The document was signed by COSLA’s policy manager for Children and Young People Matthew Sweeney.

It comes after the Scottish Government yesterday published its guidance in full regarding gatherings over the festive period, in which it stated up to three households will be allowed to mix over a five-day festive period between December 23 and 27.

The guidance also suggested that those planning to form a bubble should limit their social contact with others as much as possible before and after forming a bubble, to minimise transmission risks and to protect loved ones. 

A Scottish teacher, who wishes to remain anonymous, said: "If the Government is advising families to isolate before and after the school break, then they should have taken schools into consideration.

"Teachers have been brought back to school a week early and have experienced multiple cases within school.

"They shouldn’t be made to feel like they should stay away from their families just because the Government hasn't put in enough planning or preparation to close schools earlier due to these circumstances."

Meanwhile, another teacher added: "While extending the holiday period may help lower transmission among pupils, with schools closed parents will be left looking for other solutions that may not be as safe as school arrangements - which have been carefully considered and implemented."
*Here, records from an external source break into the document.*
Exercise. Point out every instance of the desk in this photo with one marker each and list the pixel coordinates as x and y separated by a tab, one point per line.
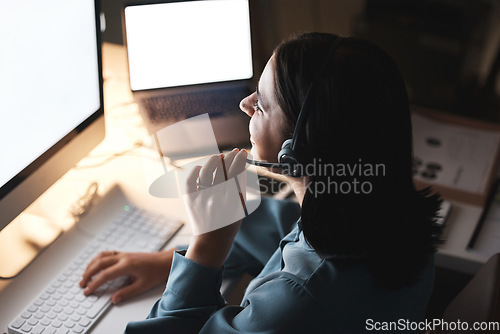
124	128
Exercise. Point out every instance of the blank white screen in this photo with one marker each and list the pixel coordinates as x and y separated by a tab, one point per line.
185	43
49	79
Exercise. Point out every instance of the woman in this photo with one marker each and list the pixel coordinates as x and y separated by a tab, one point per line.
361	254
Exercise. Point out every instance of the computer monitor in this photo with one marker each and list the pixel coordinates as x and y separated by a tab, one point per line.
51	105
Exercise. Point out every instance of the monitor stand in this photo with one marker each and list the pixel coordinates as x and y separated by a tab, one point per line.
22	240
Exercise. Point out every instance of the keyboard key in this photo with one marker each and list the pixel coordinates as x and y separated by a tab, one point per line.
18	323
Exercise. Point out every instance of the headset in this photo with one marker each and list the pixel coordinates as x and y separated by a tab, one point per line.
293	154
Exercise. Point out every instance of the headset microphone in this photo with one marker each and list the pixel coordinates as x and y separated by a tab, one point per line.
293	154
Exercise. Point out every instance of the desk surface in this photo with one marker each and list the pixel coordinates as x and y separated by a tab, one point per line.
124	128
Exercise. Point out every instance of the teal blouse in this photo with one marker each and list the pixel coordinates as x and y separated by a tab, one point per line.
296	291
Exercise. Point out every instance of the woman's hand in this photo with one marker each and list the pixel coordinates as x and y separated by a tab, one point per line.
215	201
145	270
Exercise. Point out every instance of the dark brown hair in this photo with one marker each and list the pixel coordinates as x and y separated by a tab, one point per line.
360	117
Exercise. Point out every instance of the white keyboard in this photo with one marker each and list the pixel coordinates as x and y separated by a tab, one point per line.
61	307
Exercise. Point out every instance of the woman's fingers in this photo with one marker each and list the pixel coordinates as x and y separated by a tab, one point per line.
128	291
191	186
238	164
221	173
207	171
108	274
103	260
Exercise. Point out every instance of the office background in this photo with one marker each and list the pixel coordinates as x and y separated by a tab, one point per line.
447	50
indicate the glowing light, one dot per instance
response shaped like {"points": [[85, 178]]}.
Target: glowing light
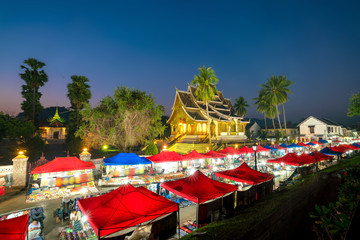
{"points": [[84, 218]]}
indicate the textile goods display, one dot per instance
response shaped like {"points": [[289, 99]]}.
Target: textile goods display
{"points": [[198, 188], [245, 174], [126, 159], [14, 228], [194, 155], [230, 151], [166, 156], [63, 164], [124, 207]]}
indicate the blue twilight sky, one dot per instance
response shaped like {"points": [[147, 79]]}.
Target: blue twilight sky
{"points": [[156, 46]]}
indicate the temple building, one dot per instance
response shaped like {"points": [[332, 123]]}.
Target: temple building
{"points": [[189, 116], [55, 128]]}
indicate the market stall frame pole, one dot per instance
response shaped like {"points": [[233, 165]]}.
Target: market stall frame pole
{"points": [[179, 223], [197, 216]]}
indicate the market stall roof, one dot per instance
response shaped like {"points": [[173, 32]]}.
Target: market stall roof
{"points": [[126, 159], [246, 150], [124, 207], [283, 145], [193, 155], [230, 151], [271, 148], [166, 156], [279, 147], [245, 174], [328, 151], [320, 156], [289, 159], [198, 188], [63, 164], [262, 149], [303, 144], [212, 154], [293, 145], [14, 228]]}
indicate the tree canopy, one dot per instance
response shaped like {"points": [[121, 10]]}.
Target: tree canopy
{"points": [[34, 77], [128, 118], [354, 106]]}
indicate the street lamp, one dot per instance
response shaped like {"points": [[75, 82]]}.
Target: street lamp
{"points": [[255, 149]]}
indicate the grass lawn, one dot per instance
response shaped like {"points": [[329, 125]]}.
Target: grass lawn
{"points": [[237, 226]]}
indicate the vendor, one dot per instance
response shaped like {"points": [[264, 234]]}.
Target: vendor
{"points": [[34, 230], [75, 218], [35, 186]]}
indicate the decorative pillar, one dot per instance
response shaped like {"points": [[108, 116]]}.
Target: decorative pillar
{"points": [[20, 170], [85, 155]]}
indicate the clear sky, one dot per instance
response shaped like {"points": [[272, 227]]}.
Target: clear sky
{"points": [[156, 46]]}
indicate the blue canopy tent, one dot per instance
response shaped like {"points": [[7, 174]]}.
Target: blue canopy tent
{"points": [[328, 151], [293, 145], [271, 148], [284, 145], [126, 159]]}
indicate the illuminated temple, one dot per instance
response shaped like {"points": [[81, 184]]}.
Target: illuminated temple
{"points": [[189, 116]]}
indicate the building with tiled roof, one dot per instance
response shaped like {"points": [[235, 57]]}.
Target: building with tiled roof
{"points": [[189, 116]]}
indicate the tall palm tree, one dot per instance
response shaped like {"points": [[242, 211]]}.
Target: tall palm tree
{"points": [[285, 84], [34, 77], [261, 104], [205, 89], [274, 94], [78, 94], [240, 106]]}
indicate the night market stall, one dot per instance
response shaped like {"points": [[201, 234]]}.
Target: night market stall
{"points": [[252, 184], [61, 177], [213, 198], [14, 228], [128, 209], [126, 168]]}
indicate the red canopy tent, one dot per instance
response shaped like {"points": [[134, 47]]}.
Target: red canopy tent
{"points": [[14, 228], [198, 188], [279, 147], [245, 174], [193, 155], [320, 156], [166, 156], [246, 150], [123, 208], [212, 154], [229, 151], [262, 149], [63, 164]]}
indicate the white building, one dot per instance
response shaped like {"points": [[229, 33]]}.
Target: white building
{"points": [[314, 128]]}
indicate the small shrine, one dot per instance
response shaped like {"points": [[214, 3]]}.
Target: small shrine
{"points": [[55, 129]]}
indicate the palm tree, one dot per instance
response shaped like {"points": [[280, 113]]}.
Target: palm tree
{"points": [[34, 77], [205, 89], [240, 106], [78, 94], [285, 84], [261, 104], [274, 94]]}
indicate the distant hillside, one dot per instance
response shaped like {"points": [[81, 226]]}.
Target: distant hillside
{"points": [[49, 112]]}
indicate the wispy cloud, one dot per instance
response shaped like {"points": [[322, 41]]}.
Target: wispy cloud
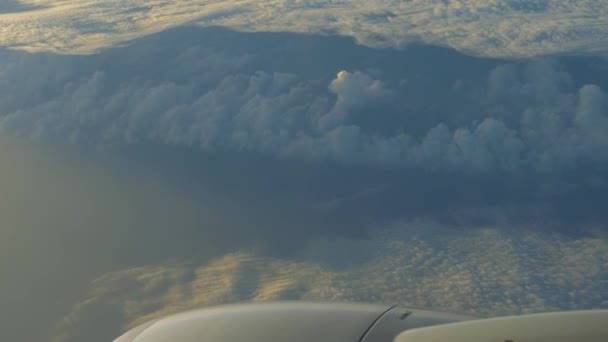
{"points": [[481, 271], [509, 28]]}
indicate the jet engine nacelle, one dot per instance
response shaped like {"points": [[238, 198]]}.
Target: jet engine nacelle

Responding to this at the Scottish Government’s briefing on Friday, Ms Freeman said the Scottish Government “wants to give people as much notice as possible if there is to be any change at all but at this point that decision hasn’t been reached”.

She said a view based on the advice of the recovery group will be reached “as soon as we can”.

“It would be wrong to overly speculate or jump to conclusions simply because we are looking at different issues,” she said.

“But at the moment, the Deputy First Minister and his colleagues will be working through what they think is the best way for schools to enter the Christmas break and come out of the Christmas break, and that applies to colleges and universities as well.”